TEST CATALOG ORDERING & RESULTS SPECIMEN HANDLING CUSTOMER SERVICE EDUCATION & INSIGHTS
Test Catalog

Test ID: ZMMLS    
Antimicrobial Susceptibility, Aerobic Bacteria, Varies

Useful For Suggests clinical disorders or settings where the test may be helpful

Determining the in vitro susceptibility of aerobic bacteria involved in human infections

Testing Algorithm Delineates situations when tests are added to the initial order. This includes reflex and additional tests.

When this test is ordered, the reflex tests may be performed at an additional charge.

 

All aerobically growing bacteria submitted will automatically have susceptibility testing performed and billed as appropriate. Antimicrobial agent appropriate to the organism and specimen source will be tested according to Mayo Clinic's practice and the laboratory's standard operating procedures.

 

If appropriate, testing for mecA will be performed by polymerase chain reaction (PCR) under MARP1 / mecA, Molecular Detection, PCR (Bill Only). Indications for mecA testing include inadequate growth by phenotypic antimicrobial susceptibility testing, lack of current organism breakpoints for oxacillin or cefoxitin, and assessment of discrepancies between cefoxitin and oxacillin phenotypic testing results.

 

In the event that an isolate of Helicobacter pylori does not grow from a client sample or does not grow for susceptibility testing, reflex testing for HPCR1 / Helicobacter pylori with Clarithromycin Resistance Prediction, Molecular Detection, PCR (Bill Only) may be added.

 

See Special Instructions to review tables that provide a listing of the antimicrobials routinely tested as well as antimicrobials that may be tested upon request. These tables are organized by isolate groups and are not all inclusive. Call 800-533-1710 and ask to speak to the Bacteriology Antimicrobial Susceptibility Testing Laboratory if the organism or antimicrobial of interest are not listed in these tables.

 

For test utilization options, see Helicobacter pylori Diagnostic Algorithm in Special Instructions.
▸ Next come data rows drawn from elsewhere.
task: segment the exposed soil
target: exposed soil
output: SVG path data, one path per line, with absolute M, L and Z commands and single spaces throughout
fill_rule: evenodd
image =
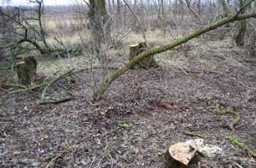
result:
M 245 57 L 229 52 L 236 60 Z M 39 90 L 11 96 L 0 109 L 1 167 L 46 167 L 61 153 L 55 167 L 165 167 L 165 148 L 196 138 L 179 131 L 204 134 L 223 150 L 214 158 L 197 156 L 189 167 L 256 167 L 255 159 L 227 139 L 256 151 L 256 64 L 236 66 L 211 51 L 202 55 L 214 67 L 193 61 L 186 69 L 130 70 L 94 104 L 86 72 L 72 83 L 79 96 L 65 103 L 35 106 Z M 62 95 L 68 80 L 53 85 L 48 96 Z M 233 116 L 211 108 L 217 104 L 241 114 L 233 130 L 228 128 Z

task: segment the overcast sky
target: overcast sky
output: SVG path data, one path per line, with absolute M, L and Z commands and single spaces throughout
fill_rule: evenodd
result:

Clinical Information Discusses physiology, pathophysiology, and general clinical aspects, as they relate to a laboratory test

Antimicrobial susceptibility testing (AST) determines the minimum inhibitory concentration (MIC) of antimicrobial agents. The MIC is a measurement of the activity of an antimicrobial agent against an organism. It is defined as the lowest concentration of an antimicrobial agent that inhibits growth of the microorganism. Clinical breakpoints are derived from a number of data including:

-The pharmacokinetics/pharmacodynamics of an antimicrobial agent

-The MIC distribution of a large number of isolates

-Clinical outcome data for a patient population treated with the antimicrobial of interest

 

AST should be performed on pure culture isolates of pathogenic bacteria (or those potentially pathogenic in special situations) grown from specimens that have been appropriately collected so as not to confuse clinically significant isolates with normal or contaminating microbiota. Susceptibility testing is indicated for any organism that contributes to an infectious process warranting antimicrobial chemotherapy if its susceptibility cannot be reliably predicted from the organism's identity.

 

The MIC obtained during AST is helpful in indicating the concentration of antimicrobial agent required at the site of infection necessary to inhibit the infecting organism. If clinical breakpoints exist, MICs are accompanied by interpretive categories (ie, susceptible, susceptible-dose dependent, intermediate, nonsusceptible, or resistant) when applicable.

Reference Values Describes reference intervals and additional information for interpretation of test results. May include intervals based on age and sex when appropriate. Intervals are Mayo-derived, unless otherwise designated. If an interpretive report is provided, the reference value field will state this.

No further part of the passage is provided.